Tiger Compiler Notes: I386 Backend

One goal of the tiger compiler is to learn how compiler generates assembly code from its IR. Before working on i386 backend, I’ve made tiger compiler to generate code for Sparc. Generating Sparc code is straightforward: I spent roughly one week to study the architecture before writing the code.
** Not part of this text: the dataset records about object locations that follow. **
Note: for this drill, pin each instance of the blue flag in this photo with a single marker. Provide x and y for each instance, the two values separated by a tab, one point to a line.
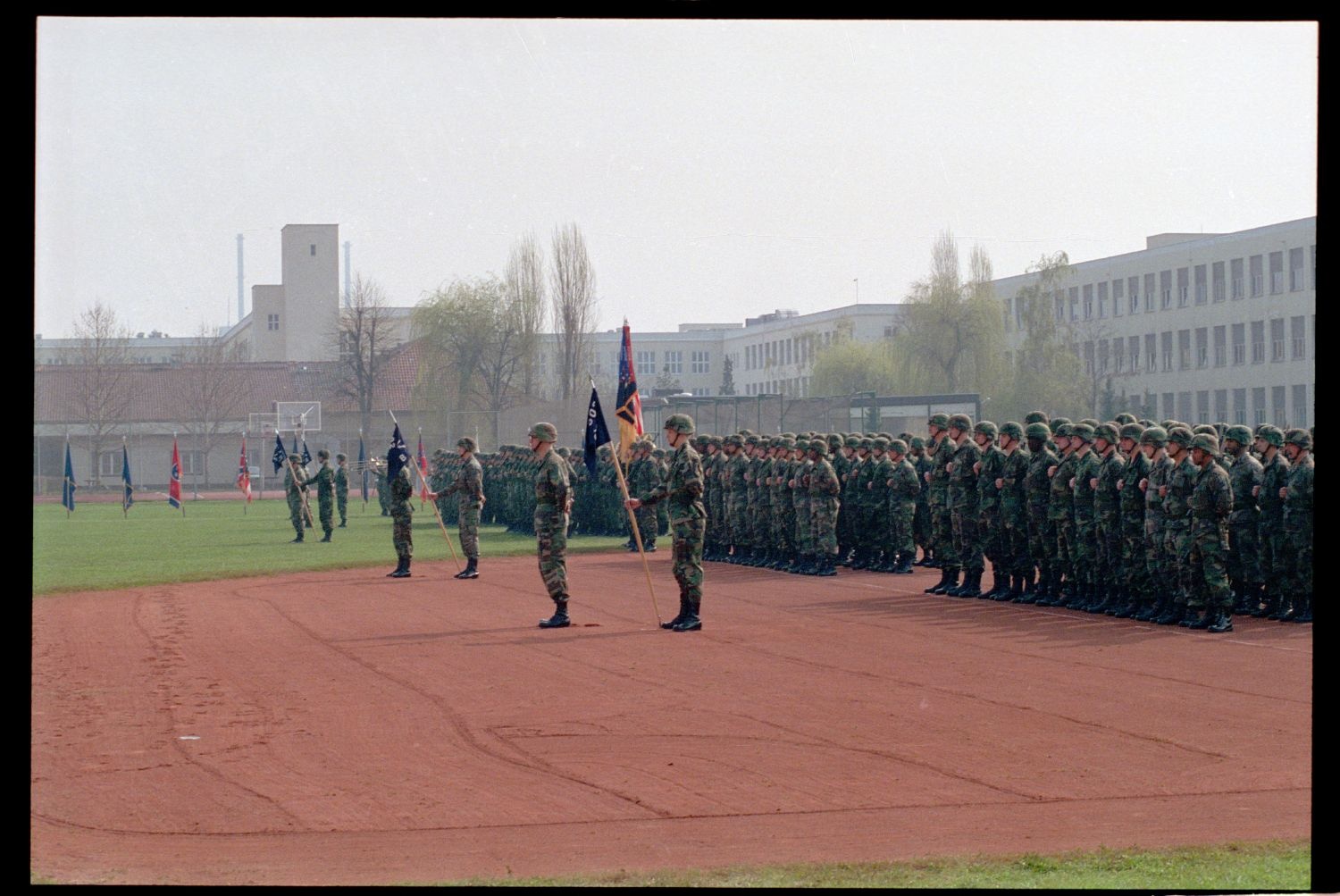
597	431
281	454
129	490
362	465
397	456
67	490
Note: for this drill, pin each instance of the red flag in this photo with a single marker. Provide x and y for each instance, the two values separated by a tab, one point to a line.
243	473
423	469
174	486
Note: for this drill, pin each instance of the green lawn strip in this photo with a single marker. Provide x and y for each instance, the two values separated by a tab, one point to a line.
98	548
1265	867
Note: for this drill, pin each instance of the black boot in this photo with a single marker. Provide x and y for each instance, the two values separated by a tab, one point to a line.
560	616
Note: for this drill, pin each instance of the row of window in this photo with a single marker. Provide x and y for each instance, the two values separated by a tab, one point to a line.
1202	283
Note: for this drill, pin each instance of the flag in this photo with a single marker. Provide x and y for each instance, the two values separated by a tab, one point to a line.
67	489
281	454
629	406
362	464
243	473
597	433
174	486
423	470
397	456
128	496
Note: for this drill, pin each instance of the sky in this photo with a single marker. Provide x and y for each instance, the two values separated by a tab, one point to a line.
716	169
I386 is way complicated (measured by the time I’ve spent on architecture manuals), so the compiler’s i386 backend deserves another blog post.

In this post, I’ll briefly walk through how gcc generates assembly code for i386 architecture, and then name a few subtle problems that I’ve encountered when I wrote the backend, and what I’ve learned along the way.
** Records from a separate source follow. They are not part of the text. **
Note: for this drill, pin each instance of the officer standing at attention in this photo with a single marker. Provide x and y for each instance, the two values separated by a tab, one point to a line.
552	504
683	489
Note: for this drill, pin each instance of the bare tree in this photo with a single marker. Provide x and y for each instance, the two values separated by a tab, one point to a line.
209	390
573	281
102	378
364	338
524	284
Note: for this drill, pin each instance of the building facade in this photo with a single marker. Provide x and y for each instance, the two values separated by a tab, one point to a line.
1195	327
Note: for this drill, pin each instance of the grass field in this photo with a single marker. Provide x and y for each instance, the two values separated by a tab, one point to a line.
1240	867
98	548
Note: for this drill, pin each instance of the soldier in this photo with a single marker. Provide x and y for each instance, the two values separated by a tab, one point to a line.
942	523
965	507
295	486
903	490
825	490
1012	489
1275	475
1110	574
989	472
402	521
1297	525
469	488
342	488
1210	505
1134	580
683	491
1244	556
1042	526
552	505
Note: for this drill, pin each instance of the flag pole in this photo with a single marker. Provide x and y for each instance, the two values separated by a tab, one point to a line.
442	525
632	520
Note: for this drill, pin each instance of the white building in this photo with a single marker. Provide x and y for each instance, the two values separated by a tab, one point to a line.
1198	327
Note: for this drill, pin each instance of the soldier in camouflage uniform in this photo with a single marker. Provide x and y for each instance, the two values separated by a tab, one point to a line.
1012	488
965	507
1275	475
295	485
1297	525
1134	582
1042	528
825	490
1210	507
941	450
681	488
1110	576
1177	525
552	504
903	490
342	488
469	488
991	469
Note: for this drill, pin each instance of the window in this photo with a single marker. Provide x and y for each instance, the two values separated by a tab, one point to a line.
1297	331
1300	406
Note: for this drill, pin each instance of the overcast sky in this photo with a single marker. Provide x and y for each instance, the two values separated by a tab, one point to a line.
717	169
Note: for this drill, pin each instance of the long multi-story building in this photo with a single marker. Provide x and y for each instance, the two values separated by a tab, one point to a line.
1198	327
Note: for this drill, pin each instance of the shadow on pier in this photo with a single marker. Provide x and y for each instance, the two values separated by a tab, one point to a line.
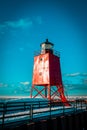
43	115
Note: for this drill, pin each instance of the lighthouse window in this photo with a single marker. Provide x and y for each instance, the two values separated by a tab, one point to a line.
40	73
40	59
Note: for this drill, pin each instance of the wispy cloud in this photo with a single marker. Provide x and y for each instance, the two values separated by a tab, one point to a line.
21	23
72	75
25	83
75	74
39	19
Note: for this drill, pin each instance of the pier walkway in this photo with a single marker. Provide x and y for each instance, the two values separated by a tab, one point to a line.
17	114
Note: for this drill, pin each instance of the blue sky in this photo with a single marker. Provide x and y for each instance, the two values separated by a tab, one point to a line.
24	24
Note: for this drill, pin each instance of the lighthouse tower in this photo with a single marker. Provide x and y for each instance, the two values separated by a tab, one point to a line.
47	79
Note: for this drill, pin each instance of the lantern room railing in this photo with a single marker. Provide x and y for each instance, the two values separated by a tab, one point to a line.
38	52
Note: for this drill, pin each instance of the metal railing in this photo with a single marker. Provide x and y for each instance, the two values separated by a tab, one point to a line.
38	52
17	113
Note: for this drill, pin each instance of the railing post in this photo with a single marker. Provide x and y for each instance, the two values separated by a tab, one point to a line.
50	109
39	104
4	111
31	111
24	106
63	108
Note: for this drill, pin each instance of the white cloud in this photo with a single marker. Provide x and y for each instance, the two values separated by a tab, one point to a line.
25	83
21	23
76	74
73	74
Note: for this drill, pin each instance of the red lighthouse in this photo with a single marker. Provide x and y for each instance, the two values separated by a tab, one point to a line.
47	80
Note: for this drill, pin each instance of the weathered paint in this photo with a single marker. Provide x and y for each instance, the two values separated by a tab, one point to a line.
47	73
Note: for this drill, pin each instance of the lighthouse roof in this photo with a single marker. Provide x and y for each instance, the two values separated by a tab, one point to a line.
47	42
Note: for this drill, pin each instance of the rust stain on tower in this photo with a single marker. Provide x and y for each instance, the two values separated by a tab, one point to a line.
47	74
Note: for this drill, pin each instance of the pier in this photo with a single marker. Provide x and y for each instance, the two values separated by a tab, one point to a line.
45	115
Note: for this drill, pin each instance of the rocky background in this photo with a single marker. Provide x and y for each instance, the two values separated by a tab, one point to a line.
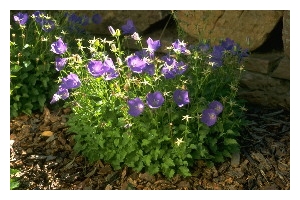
266	33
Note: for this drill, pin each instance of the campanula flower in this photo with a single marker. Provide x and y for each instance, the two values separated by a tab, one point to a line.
155	100
153	45
59	47
136	64
97	68
62	93
128	28
21	18
60	63
217	106
181	97
136	107
209	117
71	81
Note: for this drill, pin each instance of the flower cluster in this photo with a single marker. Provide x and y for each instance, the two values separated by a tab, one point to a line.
147	109
228	45
209	115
Study How GCC Generates Code

The most interesting part is probably generating code for function body, so let’s first look at how gcc does these things:

Preserve previous stack information
Reserve a new stack frame
Refer parameters in the function body
Pop current stack frame

Here is a sample code:

int sum3(int a, int b, int c)
{
        return a + b + c;
}

int main()
{
        sum3(1, 2, 3);
}

Generating assembly with gcc -m32 -O0 -S test.c:

sum3:
.LFB0:
        pushl   %ebp
        movl    %esp, %ebp
        subl    $16, %esp
        movl    8(%ebp), %edx
        movl    12(%ebp), %eax
        addl    %eax, %edx
        movl    16(%ebp), %eax
        addl    %edx, %eax
        movl    %eax, -4(%ebp)
        movl    -4(%ebp), %eax
        leave
        ret
main:
.LFB1:
        pushl	%ebp
        movl	%esp, %ebp
        pushl	$3
        pushl	$2
        pushl	$1
        call	sum3
        addl	$12, %esp
        movl	$0, %eax
        leave
        ret

How is stacks information preserved

The actual control transfer occurs on call sum3. Before the call, %ebp points to some address ADDR that defines the beginning of current stack frame.

+---------+
ADDR |  ...    |  <--- EBP
     +---------+
     |    3    |
     +---------+
     |    2    |
     +---------+
     |    1    |  <--- ESP
     +---------+

Because call sum3 is equivalent to

push eip
jump sum3

Following instructions in sum3, we have the following traces

high                call sum3       pushl %ebp      movl %esp, %ebp     subl $16, %esp
 |      +---+          +---+           +---+           +---+               +---+
 |   ADR|...|<-EBP     |...|<-EBP      |...|<-EBP      |...|               |...|
 |      +---+          +---+           +---+           +---+               +---+
 |      | 3 |          | 3 |           | 3 |           | 3 |               | 3 | EBP+16
 |      +---+          +---+           +---+           +---+               +---+-
 |      | 2 |          | 2 |           | 2 |           | 2 |               | 2 | EBP+12
 |      +---+          +---+           +---+-          +---+               +---+
 |      | 1 |<-ESP     | 1 |           | 1 |           | 1 |               | 1 | EBP+8
 |      +---+          +---+           +---+           +---+               +---+-
 |                     |EIP|<-ESP      |EIP|           |EIP|               |EIP| EBP+4
 |                     +---+           +---+           +---+               +---+
 |                                     |ADR|<-ESP      |ADR|<-ESP,EBP      |ADR|<-EBP
 |                                     +---+           +---+               +---+
 |                                                                         |   | EBP-4
 |                                                                         +---+
 |                                                                         |   | EBP-8
 |                                                                         +---+
 |                                                                         |   | EBP-12
 v                                                                         +---+
low                                                                        |   |<-ESP
                                                                           +---+

Notice that

Function arguments reside in previous stack frame
Previous EBP is pushed on the stack, pointed by current EBP
Function local variables are between EBP and ESP

At this point, it is pretty clear that movl 8(%ebp), %edx is to move 1 to %edx, and movl 12(%ebp), %eax is to move 2 to edx. What about movl -4(%ebp), %eax? That’s to move the final result of a+b+c from a local variable (generated by the compiler) into EAX.

Pop the Stack Frame

After the computation, we’re about to return to previous location:

leave
ret

leave instruction is to release the stack space used as local variables in a procedure, so it can be effectively interpreted as

movl %ebp, %esp
popl %ebp

After the leave instruction, the stack state reverts back to the same state as call sum3, and then ret is equivalent to popl %eip, which unwinds the stack state to what it was before the call sum3, which has 3 arguments on the stack. To remove those arguments, it adds 12 to %esp: addl $12, %esp.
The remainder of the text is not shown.